“Okay, okay,” Tom said. His heart was still beating hard.
“I see you where you live!” she yelled.
He turned west into the next block, and after he had taken a few steps his view of her was cut off by the house on the corner.
The flawless enameled sky of the Caribbean had begun to show the first traces of the yellow that soon would flash over its entire surface and darken in a moment to purple, then into real night.
Tom wondered if the old woman had gone back into her house. She was probably waiting to make another run at him if he tried to sneak back around the corner.
He lifted his foot and forced his leg to thrust it forward. A forlorn wail immediately blossomed in the air before him. He froze. He glanced at the houses on either side of him—heavy curtains had been drawn over front windows in both houses, giving them a vacant, closed-up look. At this time of the year, nearly everybody in Mill Walk kept their windows open to catch the Atlantic breezes. Only Mr. von Heilitz kept his windows closed and his curtains drawn. Even the people who lived in the “native” houses, naturally cooler than the European or North American buildings, never closed their windows during the summer months.
Of course, Tom thought, they closed their windows so that they would not hear the creature.

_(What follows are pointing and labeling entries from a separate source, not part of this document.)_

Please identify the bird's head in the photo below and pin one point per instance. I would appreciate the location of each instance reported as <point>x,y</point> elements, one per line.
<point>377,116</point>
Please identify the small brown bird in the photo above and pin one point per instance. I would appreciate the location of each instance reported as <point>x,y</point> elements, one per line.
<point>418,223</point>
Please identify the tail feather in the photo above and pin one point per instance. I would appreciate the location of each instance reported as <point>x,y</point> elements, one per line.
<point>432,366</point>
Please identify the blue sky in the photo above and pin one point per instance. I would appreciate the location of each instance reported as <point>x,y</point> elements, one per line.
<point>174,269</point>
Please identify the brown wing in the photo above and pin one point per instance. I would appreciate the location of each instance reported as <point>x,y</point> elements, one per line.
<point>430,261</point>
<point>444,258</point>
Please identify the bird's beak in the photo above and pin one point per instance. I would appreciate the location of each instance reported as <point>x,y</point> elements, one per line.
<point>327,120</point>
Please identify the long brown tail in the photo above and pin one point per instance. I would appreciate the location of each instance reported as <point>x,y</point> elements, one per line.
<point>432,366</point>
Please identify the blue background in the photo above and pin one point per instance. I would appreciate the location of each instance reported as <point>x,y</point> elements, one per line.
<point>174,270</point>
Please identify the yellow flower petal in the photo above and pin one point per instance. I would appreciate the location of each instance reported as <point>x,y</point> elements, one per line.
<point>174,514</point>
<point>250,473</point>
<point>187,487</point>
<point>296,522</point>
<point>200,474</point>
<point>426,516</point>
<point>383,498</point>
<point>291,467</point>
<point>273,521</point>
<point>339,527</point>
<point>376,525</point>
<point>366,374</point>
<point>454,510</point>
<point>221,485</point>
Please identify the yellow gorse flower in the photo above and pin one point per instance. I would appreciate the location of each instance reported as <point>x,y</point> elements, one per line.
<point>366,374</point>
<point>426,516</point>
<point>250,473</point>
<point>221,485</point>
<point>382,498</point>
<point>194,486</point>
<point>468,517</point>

Tom stepped forward again, and up ahead of him, off behind one of the houses across the street to his right, the creature uttered a protest that set the chickens flapping and clucking: He thought he was going to melt down into a stain on the sidewalk. He would have to take his chances on the old woman’s having gone back inside her house. He turned around.
And then he was so startled he nearly jumped off the sidewalk, for no more than five or six feet behind him was a teenage boy his own height, frozen in place with one foot in advance of the other, his hands held out in a straight line from his elbows. The boy, who clearly had been trying to sneak up on Tom, looked as startled as his quarry. He stared at Tom’s face as if he had been stuck with a pin.
“Okay,” he said. “Hold it right there.”
“What?” Tom said. He stepped backwards.
The teenage boy stared at Tom with a very careful absence of expression on his broad, sallow face. The only animation in his face was in his eyes. A scattering of pimples lay on his forehead beneath a fringe of black hair. A magnificent pimple reddened the entire area between the left corner of his mouth and his chin. He was wearing jeans and a dirty white T-shirt. Hard, stringy muscles stood out in his biceps, and premature lines of worry bracketed his mouth. At thirteen, he had the face he would carry with him through all of his adult life. What struck Tom most was the jumpiness in the boy’s flat black eyes.
“Hey, calm down,” the boy said. He licked his lips as he considered Tom’s white button-down shirt and white trousers.
Tom retreated several steps. “Why were you sneaking up on me?”
“Tell me you don’t know,” the boy said. “Sure. You don’t know anything about it, do you?” He licked his lips again, and this time really scrutinized Tom’s clothes.
“I don’t have any idea of what you’re talking about,” Tom said. “All I want to do is go home.”
“Uh-huh.” The boy disbelievingly moved his chin rightwards, then back to center, executing half of a head-shake. His gaze shifted from Tom to a point behind him and to his left, and the impatient expression softened with relief. “Okay,” he said.
Tom looked back over his shoulder and saw a teenage girl marching toward him from what seemed to be the source of the creature’s sounds. Her black hair hung straight to her collarbone and swung as she walked, and she wore tight black pedal pushers and a black halter top, very dark black sunglasses, and what looked like dance slippers. She was four or five years older than the boy. To Tom, she looked completely grown up. He saw that she did not care at all about her brother, and that she cared even less about him. She came toward them across the street on a diagonal line from the steps of the two-story brown and yellow house. A fat man with a stubbly brown crewcut leaned against one of the side windows in the little bay, his arms folded over the frame of the lower windowpane and his large fleshy face pressed against the upper pane.
The girl wore unusually dark lipstick, and had pushed her full, rounded lips together to form a pouty little nonsmiling smile. “Well, ho hum,” she said. “And what are you gonna do now, Jerry Fairy?”
“Shut up,” the boy said.
“Poor Jerry Fairy.”
She was close enough now to examine Tom, and peered at him through the black sunglasses as if he were gunk on a laboratory slide. “Well, is that what Eastern Shore Road boys look like?”
“Shut up, Robyn.”
Robyn slid the sunglasses down her nose and peered at Tom through amused dark eyes. For a second Tom thought she was going to stroke his cheek. Instead she pushed her glasses back up over her eyes. “What are you gonna do with him?”